Year-on-year, agriculture experienced a double-digit decline in the second quarter due to adverse weather conditions. Manufacturing shrank by 4.4%, while the construction sector saw an increase of just over 5%. The services sector continues to support growth, but at a slower pace. The previous growth rate of around 2% has slowed to 1% this year. In short, no sector of the Hungarian economy is currently capable of sustaining significant growth, which suggests structural problems.
Contributions to GDP growth - production side (% YoY)
Source: HCSO, ING
In terms of the expenditure approach, the most significant development is that actual final consumption of households grew considerably again after slowing down in the first quarter. This is good news, as the slowdown in growth did not continue and has led us to reconsider our previous view of a slower rise in consumption. The increase in household consumption was largely driven by a significant rise in social transfers in kind. The notion of strict fiscal control is contradicted by the fact that actual final consumption of government has grown significantly once again.
The story of investment activity is more than disappointing; it has contracted on the previous quarter 11 times in the last 12 quarters. Meanwhile, gross capital formation (investments plus inventories) has grown at an extraordinary rate. The increase of more than 10% on a quarterly basis may indicate two things. Firstly, following an export surge in the first quarter due to tariff threats, restocking took place in the second quarter. This resulted in better-than-expected industrial performance and high import growth. Secondly, a number of flagship investments may soon be activated; for now, they are only booked in inventories, but they may be reclassified as activated investments in the coming quarters.

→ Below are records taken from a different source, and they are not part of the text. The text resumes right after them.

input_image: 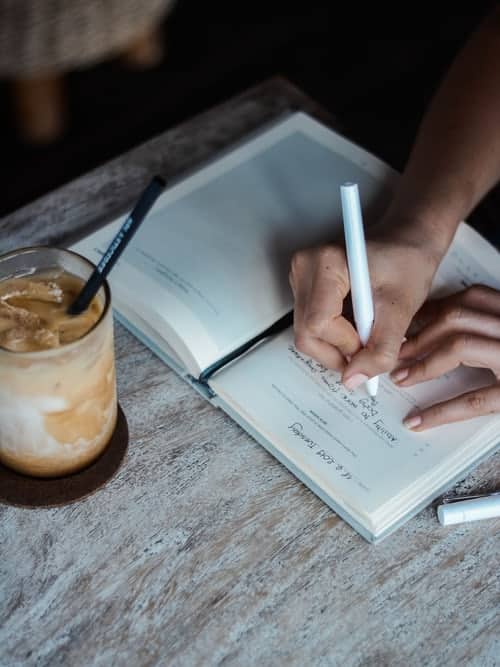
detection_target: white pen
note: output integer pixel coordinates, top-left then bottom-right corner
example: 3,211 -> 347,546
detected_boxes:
340,183 -> 378,396
437,491 -> 500,526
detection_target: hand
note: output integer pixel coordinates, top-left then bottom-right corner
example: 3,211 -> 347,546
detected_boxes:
289,230 -> 440,389
391,285 -> 500,431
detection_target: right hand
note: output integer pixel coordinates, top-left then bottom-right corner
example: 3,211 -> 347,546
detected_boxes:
289,234 -> 440,389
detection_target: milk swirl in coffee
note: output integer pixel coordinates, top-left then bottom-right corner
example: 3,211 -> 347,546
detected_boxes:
0,269 -> 116,476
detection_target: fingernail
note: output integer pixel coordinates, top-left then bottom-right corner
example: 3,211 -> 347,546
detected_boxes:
403,415 -> 422,429
391,368 -> 410,382
344,373 -> 368,391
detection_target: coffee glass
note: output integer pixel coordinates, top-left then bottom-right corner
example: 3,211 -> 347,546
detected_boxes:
0,246 -> 117,477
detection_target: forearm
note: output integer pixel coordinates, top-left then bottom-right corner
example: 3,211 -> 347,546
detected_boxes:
385,11 -> 500,256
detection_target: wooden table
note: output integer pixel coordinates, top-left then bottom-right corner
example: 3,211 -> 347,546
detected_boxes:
0,79 -> 500,667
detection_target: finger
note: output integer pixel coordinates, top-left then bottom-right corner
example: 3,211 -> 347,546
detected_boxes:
289,250 -> 313,330
304,248 -> 361,356
415,285 -> 500,322
295,335 -> 345,372
399,306 -> 500,359
403,384 -> 500,431
342,294 -> 413,389
391,334 -> 500,387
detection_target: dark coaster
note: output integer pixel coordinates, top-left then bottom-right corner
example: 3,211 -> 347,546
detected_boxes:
0,405 -> 128,508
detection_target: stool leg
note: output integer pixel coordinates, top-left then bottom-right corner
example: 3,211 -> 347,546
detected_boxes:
122,27 -> 165,69
13,74 -> 66,144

Given the expansion in industry in terms of added value, it is surprising that exports fell by roughly 2% compared to the first quarter. Presumably, the tariff and inventory stories are behind this development. After exports were brought forward to the first quarter, export activity slowed down when the tariffs came into effect.

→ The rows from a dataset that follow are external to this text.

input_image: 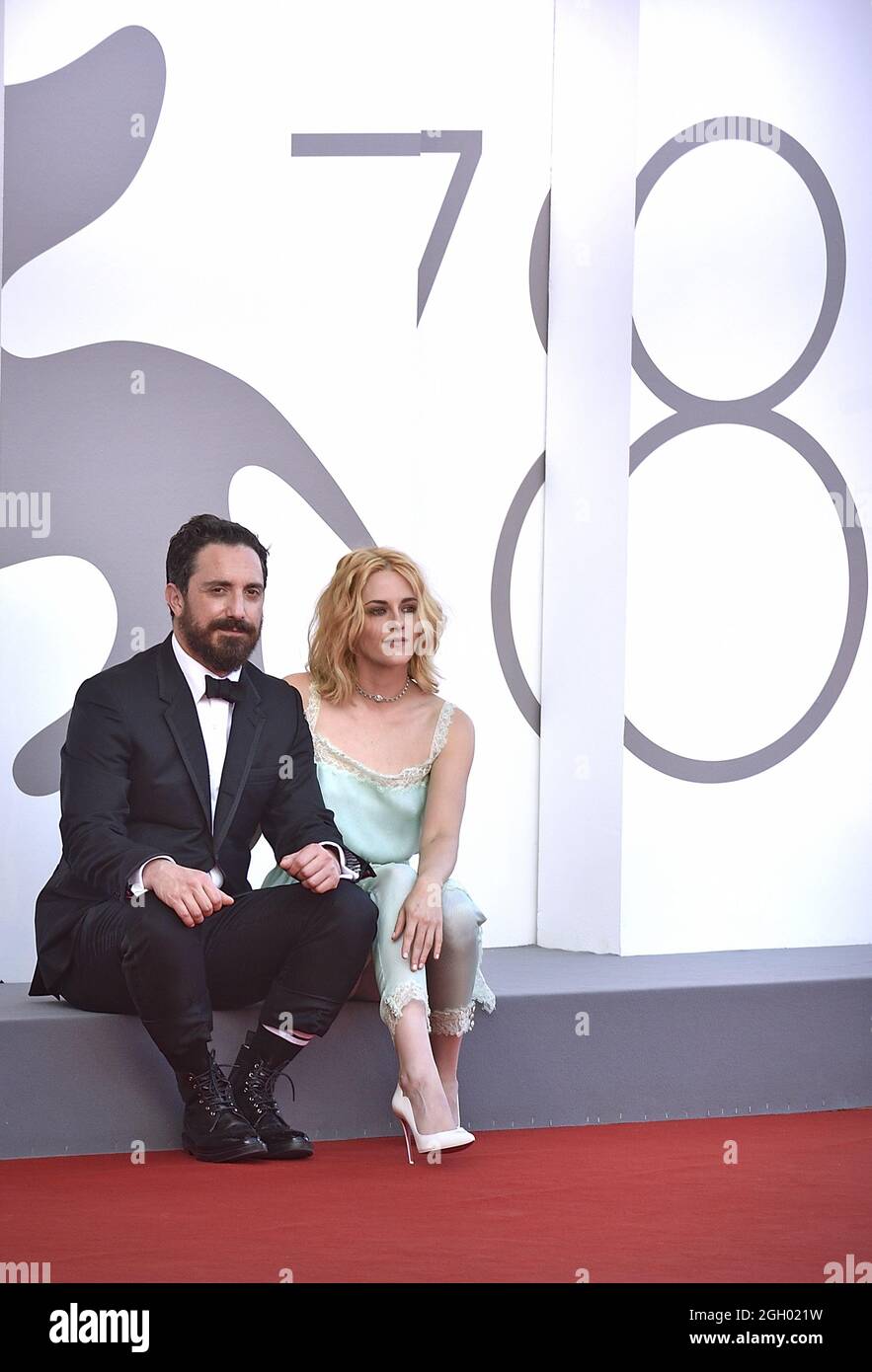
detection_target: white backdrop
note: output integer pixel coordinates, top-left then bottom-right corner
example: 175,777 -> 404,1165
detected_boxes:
0,0 -> 553,981
539,0 -> 872,953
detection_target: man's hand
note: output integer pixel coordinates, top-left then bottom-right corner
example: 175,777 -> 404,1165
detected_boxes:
278,844 -> 341,896
143,858 -> 233,929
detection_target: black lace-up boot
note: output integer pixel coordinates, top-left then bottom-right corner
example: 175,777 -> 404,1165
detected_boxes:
229,1029 -> 314,1158
176,1048 -> 267,1162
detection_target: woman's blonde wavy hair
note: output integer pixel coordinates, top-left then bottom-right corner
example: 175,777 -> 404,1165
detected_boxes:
307,548 -> 445,705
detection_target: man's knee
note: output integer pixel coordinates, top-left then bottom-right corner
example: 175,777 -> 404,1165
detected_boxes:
317,879 -> 379,943
120,890 -> 192,951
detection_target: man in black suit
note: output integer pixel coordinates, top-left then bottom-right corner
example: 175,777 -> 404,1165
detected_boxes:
31,514 -> 377,1162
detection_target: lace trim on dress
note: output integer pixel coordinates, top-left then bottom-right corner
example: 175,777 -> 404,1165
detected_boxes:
379,981 -> 430,1038
306,682 -> 454,791
430,1000 -> 475,1034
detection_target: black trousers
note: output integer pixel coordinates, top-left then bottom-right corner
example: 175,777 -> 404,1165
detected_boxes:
57,880 -> 377,1066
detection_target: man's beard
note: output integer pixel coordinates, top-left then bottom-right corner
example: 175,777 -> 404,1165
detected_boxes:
176,605 -> 264,673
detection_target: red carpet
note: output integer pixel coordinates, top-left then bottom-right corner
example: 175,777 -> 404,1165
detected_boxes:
0,1110 -> 872,1283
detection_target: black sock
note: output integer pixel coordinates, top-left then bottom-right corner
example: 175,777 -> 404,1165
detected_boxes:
169,1038 -> 211,1074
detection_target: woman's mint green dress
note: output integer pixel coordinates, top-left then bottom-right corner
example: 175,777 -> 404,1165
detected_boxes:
264,682 -> 496,1037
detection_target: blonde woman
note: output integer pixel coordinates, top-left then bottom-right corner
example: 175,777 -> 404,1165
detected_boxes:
264,548 -> 496,1162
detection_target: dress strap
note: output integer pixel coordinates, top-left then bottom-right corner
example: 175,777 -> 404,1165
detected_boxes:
306,679 -> 321,732
427,700 -> 454,764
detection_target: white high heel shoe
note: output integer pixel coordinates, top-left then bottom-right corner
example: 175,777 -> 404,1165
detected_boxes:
390,1083 -> 475,1162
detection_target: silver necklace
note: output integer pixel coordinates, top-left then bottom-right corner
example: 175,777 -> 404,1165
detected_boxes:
355,676 -> 415,703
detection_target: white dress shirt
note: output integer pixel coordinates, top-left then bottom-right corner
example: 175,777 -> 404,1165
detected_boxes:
127,634 -> 355,897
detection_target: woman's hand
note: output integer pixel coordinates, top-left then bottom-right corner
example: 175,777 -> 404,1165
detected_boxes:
391,880 -> 442,971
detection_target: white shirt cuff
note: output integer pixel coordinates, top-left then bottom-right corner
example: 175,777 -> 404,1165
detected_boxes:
127,854 -> 176,898
321,838 -> 355,880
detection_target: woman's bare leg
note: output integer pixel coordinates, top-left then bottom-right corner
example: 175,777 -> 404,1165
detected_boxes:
394,1000 -> 454,1133
430,1033 -> 463,1126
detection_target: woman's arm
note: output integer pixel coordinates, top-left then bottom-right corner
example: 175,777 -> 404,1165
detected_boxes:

Based on yearly indices, it can be said that domestic demand grew exceptionally strongly in the second quarter. This was primarily due to base effects resulting from a surge in households and government consumption, and inventory changes may also have contributed significantly to the upside surprise. Investment activity showed a 7% year-on-year decline. This latter trend is consistent with the fiscal situation, the low confidence caused by declining order books and uncertain growth prospects. Net exports have held back the overall performance of the economy for four consecutive quarters. However, the negative impact of more than 3ppt seen in the second quarter was last observed in the pre-Covid period.

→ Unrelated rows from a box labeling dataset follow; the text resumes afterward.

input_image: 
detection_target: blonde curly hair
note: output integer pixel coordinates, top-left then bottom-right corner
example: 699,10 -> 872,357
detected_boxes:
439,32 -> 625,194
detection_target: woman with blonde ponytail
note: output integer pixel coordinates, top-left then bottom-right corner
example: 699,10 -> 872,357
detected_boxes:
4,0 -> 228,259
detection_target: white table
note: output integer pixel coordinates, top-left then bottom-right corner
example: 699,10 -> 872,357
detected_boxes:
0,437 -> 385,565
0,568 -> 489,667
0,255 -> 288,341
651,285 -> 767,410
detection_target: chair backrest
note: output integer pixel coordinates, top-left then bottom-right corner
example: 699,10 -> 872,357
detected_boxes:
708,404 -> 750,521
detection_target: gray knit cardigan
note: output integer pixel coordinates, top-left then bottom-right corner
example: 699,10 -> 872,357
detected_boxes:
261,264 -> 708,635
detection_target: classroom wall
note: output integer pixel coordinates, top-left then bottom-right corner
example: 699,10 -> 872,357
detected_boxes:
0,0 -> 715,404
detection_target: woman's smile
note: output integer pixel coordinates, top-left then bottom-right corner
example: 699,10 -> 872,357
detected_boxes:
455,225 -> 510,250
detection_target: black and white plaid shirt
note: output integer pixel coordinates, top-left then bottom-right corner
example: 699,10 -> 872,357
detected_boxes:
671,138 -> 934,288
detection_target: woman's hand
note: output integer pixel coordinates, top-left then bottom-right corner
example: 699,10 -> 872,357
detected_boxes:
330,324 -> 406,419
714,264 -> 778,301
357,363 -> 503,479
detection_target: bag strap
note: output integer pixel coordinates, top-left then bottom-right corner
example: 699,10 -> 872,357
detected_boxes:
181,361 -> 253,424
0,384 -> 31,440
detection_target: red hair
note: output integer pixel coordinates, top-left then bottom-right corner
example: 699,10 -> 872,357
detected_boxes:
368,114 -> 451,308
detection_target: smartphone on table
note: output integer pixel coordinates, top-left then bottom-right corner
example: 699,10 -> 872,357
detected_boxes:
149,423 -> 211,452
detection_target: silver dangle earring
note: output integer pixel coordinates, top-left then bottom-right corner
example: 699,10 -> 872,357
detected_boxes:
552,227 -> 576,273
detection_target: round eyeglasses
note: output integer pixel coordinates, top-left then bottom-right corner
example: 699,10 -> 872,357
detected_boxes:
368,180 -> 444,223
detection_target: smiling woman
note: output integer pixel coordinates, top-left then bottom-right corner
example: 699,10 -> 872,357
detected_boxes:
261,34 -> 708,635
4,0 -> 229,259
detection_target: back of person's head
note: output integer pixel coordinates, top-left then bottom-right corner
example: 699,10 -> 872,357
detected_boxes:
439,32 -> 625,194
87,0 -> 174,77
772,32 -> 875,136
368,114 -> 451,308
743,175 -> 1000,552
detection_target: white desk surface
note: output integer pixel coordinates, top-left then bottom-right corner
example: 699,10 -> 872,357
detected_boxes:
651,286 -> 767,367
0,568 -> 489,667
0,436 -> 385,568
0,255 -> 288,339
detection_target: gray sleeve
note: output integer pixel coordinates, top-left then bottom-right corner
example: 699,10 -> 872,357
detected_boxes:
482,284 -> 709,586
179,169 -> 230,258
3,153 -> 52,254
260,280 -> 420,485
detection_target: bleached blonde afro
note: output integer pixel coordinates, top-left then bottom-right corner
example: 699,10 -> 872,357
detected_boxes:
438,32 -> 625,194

Contributions to GDP growth – expenditure side (% YoY)
Source: HCSO, ING The bottom line
Hungary is currently facing an unprecedented dual challenge. The country has experienced challenging periods due to labour market and/or inflation-related issues, which have impacted domestic demand. However, external demand has played a crucial role in stimulating growth during this period. While some crises have led to a decline in external demand, policymakers have had ample opportunity to bolster domestic demand. Over the past three years, we have observed a combination of domestic and external shocks, which have culminated in a confidence crisis and provided some kind of glass ceiling to the growth of the Hungarian economy.